• Mana Island & Tropical Island 🐬🤿🏐⛵️😎

    26.–27. dec. 2025, Fiji ⋅ ☀️ 30 °C

    Der erste Weihnachtsfeiertag begrüßte uns wieder mit Sonnenschein. ☀️ Das Unwetter ist weiter gezogen und das Meer war wieder glatt wie ein Blatt Papier. 😎🫡

    Leider sollte das wohl nicht so bleiben. Kim teilte uns während des Frühstücks mit, das in ein paar Tagen ein größerer Sturm 🌪️⛈️ vorhergesagt wurde. 😵‍💫

    Wir befinden uns aktuell auf einer der letzten Inseln der Gruppe „Mamanuca Islands“. 🏝️Von hier führt ein langer Weg über das offene Meer zu der Inselkette „Yasava Islands“. 🗾

    Unser Plan war, diese zu erreichen, einen Teil anzuschauen 👀 und am Ende unserer Tour 8-10 Stunden in einem Ritt zurück ⏮️ zu fahren. Allerdings kann keiner genau sagen, wann der Sturm 🌪️ hier eintrifft. Das Risiko aber genau dann auf offenem Meer, ohne Schutz der Inseln zu sein, ist einfach zu groß.

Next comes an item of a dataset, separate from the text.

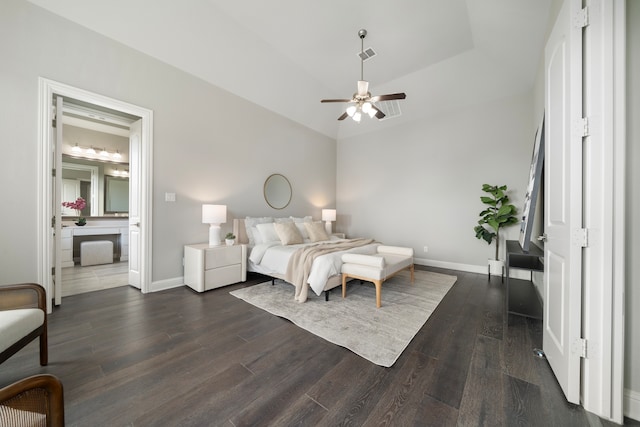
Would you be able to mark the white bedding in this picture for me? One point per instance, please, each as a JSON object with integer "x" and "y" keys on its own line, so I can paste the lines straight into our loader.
{"x": 272, "y": 257}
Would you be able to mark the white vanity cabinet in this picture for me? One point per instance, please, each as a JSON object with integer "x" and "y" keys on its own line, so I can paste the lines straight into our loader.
{"x": 209, "y": 267}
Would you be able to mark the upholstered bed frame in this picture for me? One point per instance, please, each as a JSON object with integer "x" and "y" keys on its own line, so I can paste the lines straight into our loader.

    Etwas getrübt verabschiedeten wir uns von dem Gedanken 💭 „Yasava Islands“ und stellten einen neuen Plan auf. 📋💪

    Bevor wir uns aber in die heutige Tagesetappe ⛵️ stürzten, ging es zuvor noch an den Strand von „Venua Levu“. Zur Insel schwimmen oder das Board 🏄🏻‍♂️ nehmen, wurde von uns verneint (🦈), wir wählen lieber die sichere Option mit dem Mororboot. 😉

    Wir waren auf der anderen Seite (Haifrei 😅) der Insel ein bisschen baden, haben den Helikopter 🚁 steigen lassen 🔍📸 und im Schatten relaxt. 😎 Nach 2️⃣ Stunden wurden wir wieder eingesammelt und haben das Segelboot startklar gemacht. ⚓️

    Kim verabschiedete sich noch von seinen „Freunden“ 🦈 mit einem Sprung mitten in den Schwarm. 🫨😵‍💫🤦🏻‍♂️ Glücklicherweise tauchte er wieder auf und es konnte los gehen. 😊

    Die dreistündige Fahrt bis zum Zwischenziel, dem „Cast Away Beach“ 🎥 verlief relativ ruhig. 😴 Die meiste Zeit hat Lena den Kahn gesteuert, ich war mit der Angel 🎣 beschäftigt und Kim hatte heute anscheinend Putztag. 🧼 Er schruppte das Deck von vorn bis hinten und wieder zurück. 🤷🏼‍♂️

    Zum abkühlen 💦 und kleinen Schnorcheleinheiten 🤿 wurde natürlich regelmäßig gestoppt. ✋☺️ Am „Cast Away Beach“ angekommen, sollte es eigentlich an Land 🏖️ gehen um den berühmten Schriftzug „Help Me“ zu begutachten. 👀 Allerdings wurde hierfür eine Gebühr 💰 verlangt, die es uns nicht wert war, zu bezahlen. 🤨🙄

    Der aus Steinen 🪨 gefertigte
    Schriftzug sollte ursprünglich dazu dienen, Flugzeuge ✈️ auf Chuck Noland (Tom Hanks) aufmerksam zu machen. Also muss er ja eigentlich am besten von oben ⬆️ zu erkennen sein. 🤔😏💡

    Vom Boot aus hatten wir per Drohne die beste Sicht, haben ein paar schöne Bilder 📸 gemacht und uns so auch noch die Gebühr 💵 gespart. 🤭

    Nach dem späten Mittagessen 🥪 ging es nochmal eine Stunde weiter in die Bucht von „Mana Island“, in der wir auch übernachten 😴 werden. Wie auf den meisten, der bewohnten Inseln, befindet sich auch dort ein 🌂-Resort und ein paar kleinere Restaurants.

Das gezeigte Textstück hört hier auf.